Sunday, May 08, 2005

Now I know what Frank meant by a hole in the toe...Ouch!

Hello. I just had blog bout this today. I scored 2 goals today! Yes, after I finished blogging earlier, my mum wanted to use the pc. Then, since it was drizzling slightly, my dad told me to stay inside. While waiting for the drizzle to end, I went to the balcony and did my usual spying on people from the balcony stunts. I saw Kavenesh and his gang playing football. I was so eager to play. So once the drizzle finally stopped, I took the keys and went over to his place. *Whee*. I played like crazy. No one has ever seen me run loose. First match we lost 10-12 (I came at the last minute, so that's why we lost! :P) Then in the 2nd match we drew 8-8 (scored one in here). Naveen was on my team and he was so cocky. He was hogging the ball for himself. Then we had to reshuffle. And in the first minute itself, we won. Guess who scored? Rowena Hanafiah. Haha. Really, I'm not joking. The ball just rebounded from Kavenesh's leg after Naveen tried to knock the ball in from a long range and failed. I got to it. And the ball came to me and I kick it. It hit Jeremy's legs and went to the side. I said to myself 'This ball has to go in no matter what!'. Then I got to the ball since it was at the side. And I kicked it. It rebounded off Jaykumar's leg. And it came back to me and I scored the winner. *Whee*. So proud. Kavenesh called me the female version of Frank Lampard in Sentul Pasar. At first Jaykumar was like 'She's a girl!' Then he was like 'She's good!'. My new nick is Sentul Lampard. Cheesy, ain't it? But still, it was worth it.
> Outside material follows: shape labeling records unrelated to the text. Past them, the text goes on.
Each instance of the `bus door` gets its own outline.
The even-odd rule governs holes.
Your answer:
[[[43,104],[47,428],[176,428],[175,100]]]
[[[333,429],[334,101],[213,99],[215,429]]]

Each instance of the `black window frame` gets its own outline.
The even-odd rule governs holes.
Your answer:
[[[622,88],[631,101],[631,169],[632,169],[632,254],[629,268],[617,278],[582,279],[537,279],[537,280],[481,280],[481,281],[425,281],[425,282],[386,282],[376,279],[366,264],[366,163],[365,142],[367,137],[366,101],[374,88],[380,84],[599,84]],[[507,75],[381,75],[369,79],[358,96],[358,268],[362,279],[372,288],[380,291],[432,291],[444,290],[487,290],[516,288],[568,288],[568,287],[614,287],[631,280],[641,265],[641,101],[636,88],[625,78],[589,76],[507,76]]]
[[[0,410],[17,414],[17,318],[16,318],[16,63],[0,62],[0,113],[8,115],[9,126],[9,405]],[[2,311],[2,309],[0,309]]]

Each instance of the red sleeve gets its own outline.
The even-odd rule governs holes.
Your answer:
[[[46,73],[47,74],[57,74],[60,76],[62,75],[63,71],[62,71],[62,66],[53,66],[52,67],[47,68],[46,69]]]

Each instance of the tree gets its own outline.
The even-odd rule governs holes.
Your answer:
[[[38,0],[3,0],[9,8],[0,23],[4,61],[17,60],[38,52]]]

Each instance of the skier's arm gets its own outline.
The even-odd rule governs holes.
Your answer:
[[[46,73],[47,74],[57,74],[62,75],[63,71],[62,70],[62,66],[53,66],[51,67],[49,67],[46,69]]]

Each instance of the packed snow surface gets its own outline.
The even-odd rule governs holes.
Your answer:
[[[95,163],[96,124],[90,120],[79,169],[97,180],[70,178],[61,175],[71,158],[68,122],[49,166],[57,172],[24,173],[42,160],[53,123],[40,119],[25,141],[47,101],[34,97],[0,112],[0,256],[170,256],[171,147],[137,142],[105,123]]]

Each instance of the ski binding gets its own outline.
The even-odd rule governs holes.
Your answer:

Unfortunately, while struggling for the ball, I scratched my left toe against the pavement. Now, I have an injury. On my left toe, the skin came off and it's bleeding. Serves me right for playing barefooted. Should have listened to Mr. Hanafiah. Stubborn me. Oww...now I can relate to what Frank Lampard said bout the hole in the toe thing. Not entirely, but still. My dad doesn't know bout this injury just yet. In fact he didn't even know I was out playing football! And then they stopped the match. Bummer. But still I had a great time. It took my mind off my loved-you-too-much-that's-why-you're-missing issue. Football is entertaining. Stress reliever. Big time. No joke. My toe hurts. Crap. I'm the best. *Grins like a mad fox*. You know I am.

Would like to play again if possible. That is if my injury will heal by then. Haha...sure hope it does. Right now, I can sense that someone is coming to sweet talk me to accept the shirt issue. Crap. No way. I won't be easily swayed. Feels weird you know. Kavenesh was actually shouting from the inside of his house and saying 'Rowena akka also playing, and she's very good-lah!'. I was like 'I have no professional training'. Haha...a scene re-enactmeant of William Hung and Simon Cowell, Randy Jackson, and Paula Abdul. Sorry, just getting all hyped up.

I'm currently finding a way to tell my dad I bumped my leg into the door, and the skin peeled off. I have to lie. Otherwise, he won't let me play again. I don't have anything to kill my time. Wait, I do. Studying for my test. Silly me. So lazy.


By the way, have you guys seen how Jose Mourinho's kids look like? They're so god damn adorable.But they are brunettes. So I thought, the wife must be a brunette. True enough, she's a brunette and she's gorgeous. So then I remembered my long forgotten Biology lessons on genes. Haha...funny ain't it? Considering I scored a measly C5 for it. Anyway, toodles for now. Sayonara.